Die Voraussetzungen des § 13 Abs.3 SGB V sind auch bereits deshalb nicht gegeben, weil § 13 Abs.3 SGB V nur in Zusammenhang mit § 13 Abs.1 SGB V Anwendung findet. Nach § 13 Abs.1 SGB V darf die Krankenkasse anstelle der Sach- oder Dienstleistung Kosten erstatten, soweit es dieses Buch vorsieht. Dies setzt voraus, dass auf die zu erstattende Leistung ein Sachleistungsanspruch besteht. Zur streitgegenständlichen Zeit bestand weder auf Herceptin noch auf Panorex ein Sachleistungsanspruch für die Klägerin. Versicherte haben zwar gemäß § 27 Abs.1 Ziff.3 i.V.m. § 31 Abs.1 SGB V Anspruch auf Versorgung mit Arzneimitteln, solange ein nach dem Arzneimittelgesetz zulassungspflichtiges Arzneimittel jedoch nicht zugelassen ist, darf es in der gesetzlichen Krankenversicherung nicht verordnet werden (BSG, Urteil vom 23.07.1998, SozR 3-2500 § 31 Nr.5). Bei Herceptin handelt es sich um ein der arzneimittelrechtlichen Zulassung bedürftiges Fertigarzneimittel. Es war in Deutschland im Jahr 1999 noch nicht zugelassen.

Das Medikament Panorex wurde von Dr.K. außerhalb der Zulassung eingesetzt, so dass es ebenfalls nicht zum Leistungskatalog der gesetzlichen Krankenversicherung gehörte.

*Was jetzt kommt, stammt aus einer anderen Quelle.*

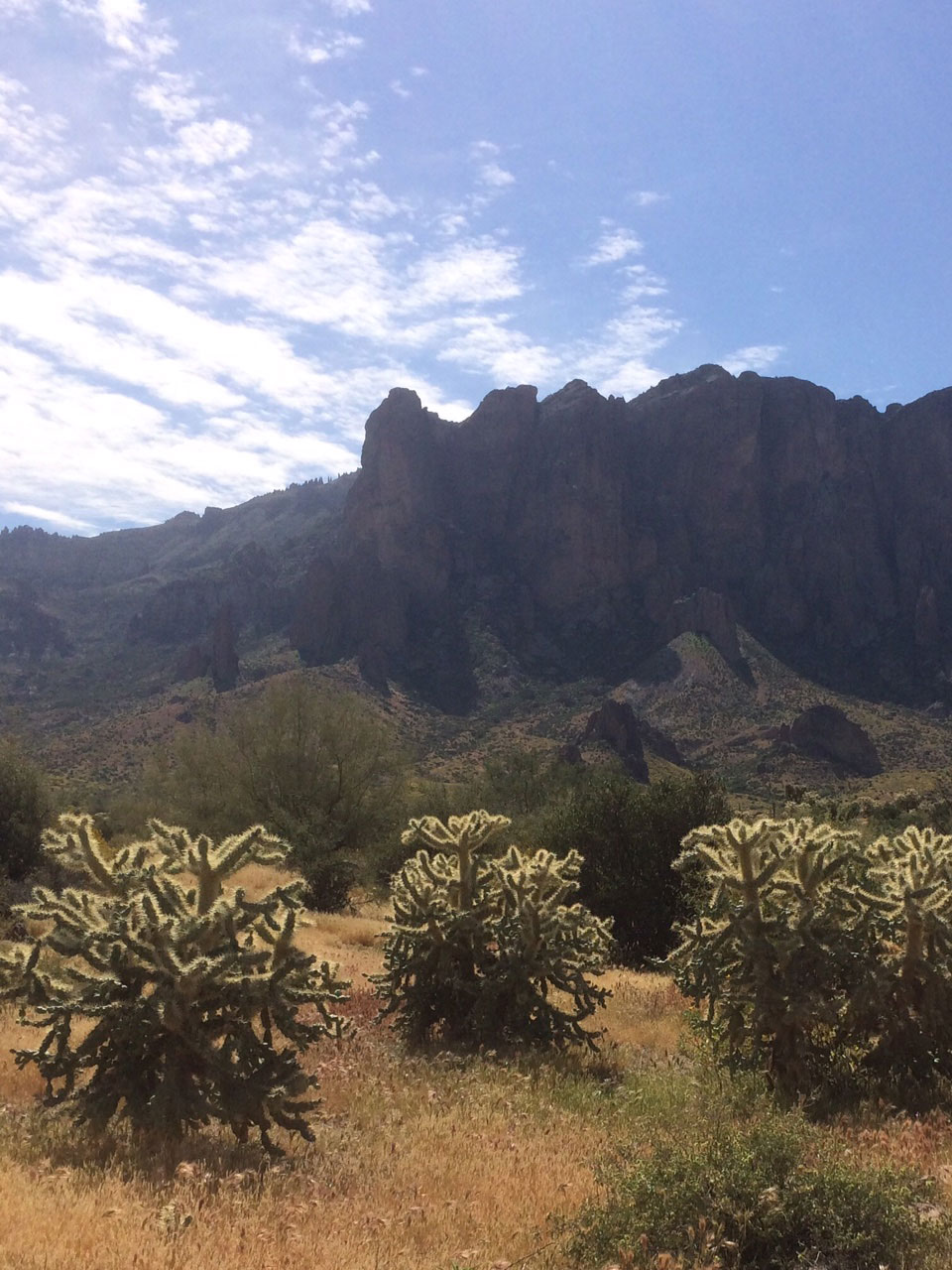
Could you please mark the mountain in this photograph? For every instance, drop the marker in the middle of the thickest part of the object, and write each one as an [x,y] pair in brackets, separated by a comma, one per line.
[575,538]
[570,529]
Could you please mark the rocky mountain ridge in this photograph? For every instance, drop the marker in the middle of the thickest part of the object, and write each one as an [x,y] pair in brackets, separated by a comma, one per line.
[574,529]
[557,539]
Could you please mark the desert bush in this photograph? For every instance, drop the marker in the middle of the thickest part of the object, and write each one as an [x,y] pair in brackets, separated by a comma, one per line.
[486,951]
[824,962]
[188,985]
[24,804]
[629,837]
[315,766]
[770,1196]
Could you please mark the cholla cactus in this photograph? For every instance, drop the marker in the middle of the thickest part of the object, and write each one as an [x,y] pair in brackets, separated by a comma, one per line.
[188,984]
[772,951]
[907,1003]
[486,951]
[821,961]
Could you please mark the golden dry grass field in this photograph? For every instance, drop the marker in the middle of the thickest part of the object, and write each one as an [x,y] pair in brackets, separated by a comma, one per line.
[419,1162]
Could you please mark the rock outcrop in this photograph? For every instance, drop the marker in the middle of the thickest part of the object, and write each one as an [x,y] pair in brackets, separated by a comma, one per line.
[615,724]
[708,613]
[825,731]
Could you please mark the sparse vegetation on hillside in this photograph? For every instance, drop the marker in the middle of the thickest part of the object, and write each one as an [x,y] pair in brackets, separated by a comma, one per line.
[767,1196]
[24,804]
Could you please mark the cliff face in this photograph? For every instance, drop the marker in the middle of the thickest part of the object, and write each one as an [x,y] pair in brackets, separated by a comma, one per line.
[570,527]
[571,536]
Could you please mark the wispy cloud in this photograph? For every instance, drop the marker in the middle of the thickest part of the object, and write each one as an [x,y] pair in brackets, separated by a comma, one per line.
[615,244]
[203,299]
[348,8]
[754,357]
[322,49]
[648,197]
[490,171]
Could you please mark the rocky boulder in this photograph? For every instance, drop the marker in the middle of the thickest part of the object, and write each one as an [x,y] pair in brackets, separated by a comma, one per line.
[825,731]
[616,725]
[708,613]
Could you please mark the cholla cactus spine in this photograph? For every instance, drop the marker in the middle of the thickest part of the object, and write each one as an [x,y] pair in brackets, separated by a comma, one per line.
[479,944]
[186,985]
[821,960]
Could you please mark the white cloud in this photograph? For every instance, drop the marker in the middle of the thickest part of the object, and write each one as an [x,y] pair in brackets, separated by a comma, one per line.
[348,8]
[216,141]
[126,27]
[648,197]
[613,245]
[171,96]
[754,357]
[197,308]
[322,49]
[49,515]
[490,173]
[472,273]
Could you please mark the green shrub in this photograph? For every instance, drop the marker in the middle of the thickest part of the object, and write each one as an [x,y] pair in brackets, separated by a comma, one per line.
[23,808]
[770,1196]
[315,766]
[486,951]
[629,837]
[189,985]
[824,962]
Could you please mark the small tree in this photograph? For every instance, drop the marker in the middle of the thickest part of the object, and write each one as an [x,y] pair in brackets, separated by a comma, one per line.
[188,985]
[486,951]
[317,767]
[629,837]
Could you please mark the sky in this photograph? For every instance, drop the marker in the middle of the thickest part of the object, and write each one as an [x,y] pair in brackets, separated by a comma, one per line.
[229,227]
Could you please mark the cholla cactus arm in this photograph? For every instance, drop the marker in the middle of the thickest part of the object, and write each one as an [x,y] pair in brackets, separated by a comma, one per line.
[186,987]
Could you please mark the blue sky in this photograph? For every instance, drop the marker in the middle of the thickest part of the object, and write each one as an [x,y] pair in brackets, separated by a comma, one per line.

Die Erwägungen des Klägerbevollmächtigten zum Vorliegen eines Notfalls oder zur Unaufschiebbarkeit der Leistung sind deshalb nicht entscheidungserheblich, vom Sozialgericht wurde zutreffend eine Begutachtung nicht für erforderlich gehalten.

Die Kostenfolge ergibt sich aus § 193 SGG und entspricht dem Unterliegen der Klägerin.

Gründe, die Revision gemäß § 160 SGG zuzulassen, sind aufgrund der gefestigten Rechtsprechung des BSG nicht gegeben.